In this case new_array isn't used and mdadm fails.

I've just posted a patch for mdadm to fix this.

https://lore.kernel.org/linux-raid/167875238571.8008.9808655454439667586@noble.neil.brown.name/T/#u

The patch is one line:

--- a/mdopen.c
+++ b/mdopen.c
@@ -370,6 +370,7 @@ int create_mddev(char *dev, char *name, int autof, int trustworthy,
 		}
 		if (block_udev)
 			udev_block(devnm);
+		create_named_array(devnm);
 	}
 
 	sprintf(devname, "/dev/%s", devnm);


I expect the stable kernels will soon get a patch to force CONFIG_BLOCK_LEGACY_AUTOLOAD on when md is enabled.  Hopefully the next release of mdadm will have this fully fixed.
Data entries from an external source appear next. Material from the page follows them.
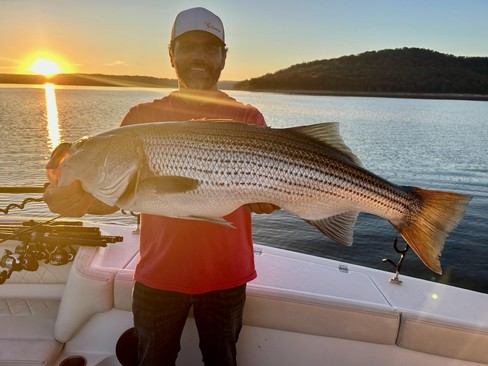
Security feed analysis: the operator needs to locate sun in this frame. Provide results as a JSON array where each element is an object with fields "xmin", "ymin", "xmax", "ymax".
[{"xmin": 29, "ymin": 58, "xmax": 62, "ymax": 77}]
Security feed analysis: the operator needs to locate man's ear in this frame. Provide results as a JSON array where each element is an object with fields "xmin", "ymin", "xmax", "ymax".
[
  {"xmin": 168, "ymin": 45, "xmax": 175, "ymax": 68},
  {"xmin": 220, "ymin": 48, "xmax": 227, "ymax": 71}
]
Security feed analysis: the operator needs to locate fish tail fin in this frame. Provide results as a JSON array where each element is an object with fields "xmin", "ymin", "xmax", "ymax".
[{"xmin": 393, "ymin": 187, "xmax": 471, "ymax": 274}]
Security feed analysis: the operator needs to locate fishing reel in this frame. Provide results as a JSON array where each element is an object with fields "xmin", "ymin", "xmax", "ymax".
[
  {"xmin": 0, "ymin": 242, "xmax": 76, "ymax": 284},
  {"xmin": 0, "ymin": 220, "xmax": 123, "ymax": 284}
]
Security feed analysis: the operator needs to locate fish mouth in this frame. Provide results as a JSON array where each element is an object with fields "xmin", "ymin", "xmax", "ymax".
[
  {"xmin": 46, "ymin": 142, "xmax": 73, "ymax": 185},
  {"xmin": 46, "ymin": 142, "xmax": 73, "ymax": 169}
]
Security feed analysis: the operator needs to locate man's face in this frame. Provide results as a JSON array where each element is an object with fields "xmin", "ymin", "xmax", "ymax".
[{"xmin": 171, "ymin": 31, "xmax": 226, "ymax": 90}]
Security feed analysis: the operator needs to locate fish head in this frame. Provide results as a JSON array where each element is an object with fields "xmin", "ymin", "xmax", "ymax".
[
  {"xmin": 46, "ymin": 142, "xmax": 72, "ymax": 186},
  {"xmin": 46, "ymin": 129, "xmax": 142, "ymax": 206}
]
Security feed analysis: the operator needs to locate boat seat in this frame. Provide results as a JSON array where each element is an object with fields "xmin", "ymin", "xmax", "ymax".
[
  {"xmin": 114, "ymin": 247, "xmax": 400, "ymax": 344},
  {"xmin": 54, "ymin": 226, "xmax": 139, "ymax": 343},
  {"xmin": 397, "ymin": 312, "xmax": 488, "ymax": 364},
  {"xmin": 0, "ymin": 241, "xmax": 71, "ymax": 365}
]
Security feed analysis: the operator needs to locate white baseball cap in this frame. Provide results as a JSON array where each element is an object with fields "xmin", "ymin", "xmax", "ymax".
[{"xmin": 171, "ymin": 8, "xmax": 225, "ymax": 44}]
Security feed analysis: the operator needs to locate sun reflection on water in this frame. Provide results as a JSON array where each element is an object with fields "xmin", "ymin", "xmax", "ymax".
[{"xmin": 44, "ymin": 83, "xmax": 61, "ymax": 151}]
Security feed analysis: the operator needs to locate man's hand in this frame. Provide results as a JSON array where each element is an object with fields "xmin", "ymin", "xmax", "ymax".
[
  {"xmin": 43, "ymin": 180, "xmax": 118, "ymax": 217},
  {"xmin": 246, "ymin": 202, "xmax": 280, "ymax": 214}
]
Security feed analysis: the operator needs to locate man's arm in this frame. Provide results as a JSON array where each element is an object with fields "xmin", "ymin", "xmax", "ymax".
[{"xmin": 43, "ymin": 180, "xmax": 119, "ymax": 217}]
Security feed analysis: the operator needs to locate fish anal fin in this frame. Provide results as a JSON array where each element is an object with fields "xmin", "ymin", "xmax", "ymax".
[
  {"xmin": 139, "ymin": 175, "xmax": 199, "ymax": 194},
  {"xmin": 288, "ymin": 122, "xmax": 362, "ymax": 166},
  {"xmin": 305, "ymin": 212, "xmax": 359, "ymax": 246}
]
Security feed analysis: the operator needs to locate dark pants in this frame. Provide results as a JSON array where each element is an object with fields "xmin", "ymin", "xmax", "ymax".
[{"xmin": 132, "ymin": 282, "xmax": 246, "ymax": 366}]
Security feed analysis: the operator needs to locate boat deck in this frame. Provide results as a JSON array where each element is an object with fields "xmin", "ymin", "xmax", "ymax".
[{"xmin": 0, "ymin": 225, "xmax": 488, "ymax": 366}]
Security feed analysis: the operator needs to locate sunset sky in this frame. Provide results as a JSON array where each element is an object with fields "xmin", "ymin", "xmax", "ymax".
[{"xmin": 0, "ymin": 0, "xmax": 488, "ymax": 80}]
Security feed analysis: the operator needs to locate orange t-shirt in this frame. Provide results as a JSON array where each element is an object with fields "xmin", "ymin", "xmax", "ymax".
[{"xmin": 122, "ymin": 92, "xmax": 265, "ymax": 294}]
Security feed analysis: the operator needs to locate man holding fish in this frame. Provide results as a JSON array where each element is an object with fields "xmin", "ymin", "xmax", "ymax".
[
  {"xmin": 44, "ymin": 8, "xmax": 470, "ymax": 365},
  {"xmin": 44, "ymin": 8, "xmax": 277, "ymax": 365}
]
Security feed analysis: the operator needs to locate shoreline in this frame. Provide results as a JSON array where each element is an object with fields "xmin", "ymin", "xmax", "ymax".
[
  {"xmin": 0, "ymin": 80, "xmax": 488, "ymax": 101},
  {"xmin": 237, "ymin": 89, "xmax": 488, "ymax": 101}
]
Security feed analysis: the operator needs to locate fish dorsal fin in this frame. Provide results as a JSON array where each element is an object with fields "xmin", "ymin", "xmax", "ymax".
[
  {"xmin": 305, "ymin": 212, "xmax": 359, "ymax": 246},
  {"xmin": 289, "ymin": 122, "xmax": 362, "ymax": 166}
]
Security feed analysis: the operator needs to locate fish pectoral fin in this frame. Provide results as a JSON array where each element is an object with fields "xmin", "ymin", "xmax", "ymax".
[
  {"xmin": 305, "ymin": 212, "xmax": 359, "ymax": 246},
  {"xmin": 187, "ymin": 216, "xmax": 236, "ymax": 229},
  {"xmin": 140, "ymin": 175, "xmax": 200, "ymax": 194}
]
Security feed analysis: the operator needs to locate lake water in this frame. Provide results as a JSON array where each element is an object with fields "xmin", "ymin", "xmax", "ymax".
[{"xmin": 0, "ymin": 85, "xmax": 488, "ymax": 292}]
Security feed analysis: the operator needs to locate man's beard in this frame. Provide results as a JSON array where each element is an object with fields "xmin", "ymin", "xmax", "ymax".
[{"xmin": 175, "ymin": 63, "xmax": 222, "ymax": 90}]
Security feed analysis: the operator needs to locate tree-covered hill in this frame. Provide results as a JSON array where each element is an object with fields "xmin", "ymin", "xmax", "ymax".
[{"xmin": 234, "ymin": 48, "xmax": 488, "ymax": 95}]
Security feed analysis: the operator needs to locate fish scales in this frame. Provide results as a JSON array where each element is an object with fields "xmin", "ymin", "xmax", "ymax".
[
  {"xmin": 138, "ymin": 121, "xmax": 412, "ymax": 219},
  {"xmin": 48, "ymin": 121, "xmax": 470, "ymax": 273}
]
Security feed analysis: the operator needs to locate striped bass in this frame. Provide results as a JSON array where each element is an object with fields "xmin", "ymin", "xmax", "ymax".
[{"xmin": 46, "ymin": 120, "xmax": 470, "ymax": 273}]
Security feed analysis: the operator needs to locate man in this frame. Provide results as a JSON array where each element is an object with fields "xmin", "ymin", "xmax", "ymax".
[{"xmin": 44, "ymin": 8, "xmax": 276, "ymax": 366}]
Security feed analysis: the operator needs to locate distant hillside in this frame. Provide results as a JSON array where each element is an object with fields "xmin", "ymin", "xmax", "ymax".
[{"xmin": 234, "ymin": 48, "xmax": 488, "ymax": 95}]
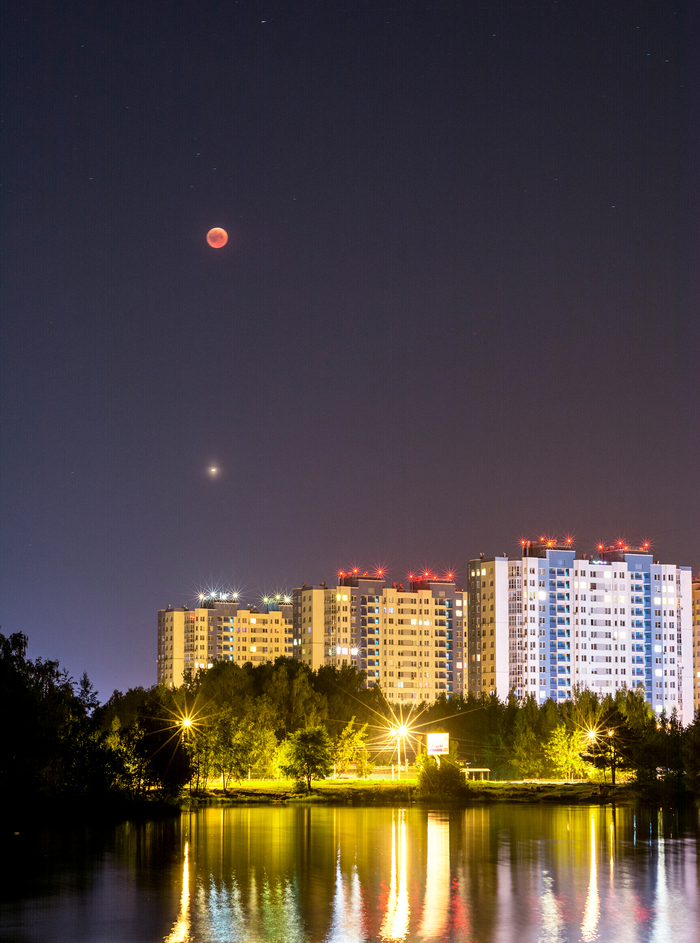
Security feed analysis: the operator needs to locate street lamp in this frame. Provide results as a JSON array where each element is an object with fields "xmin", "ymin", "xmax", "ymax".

Thanks for reporting this!

Comment 15 Matt Whitlock 2023-03-14 00:53:38 UTC

(In reply to Neil Brown from comment #14)
> EXCEPT there is one case where it doesn't use new_array.  This
> happens when it isn't given a name that it trusts - typically because the
> "name" field in the metadata says that this array belongs to some other
> computer (which is unfortunately quite common because arrays are created
> before the correct host name is set).

Ahh, nice catch. In my case it's the opposite scenario: the array was created with the correct hostname set, but I'm assembling it in an early boot environment (like an initramfs but not implemented as one), so the hostname hasn't been set yet at the time the array is assembled.

Thanks for the fix and for the information.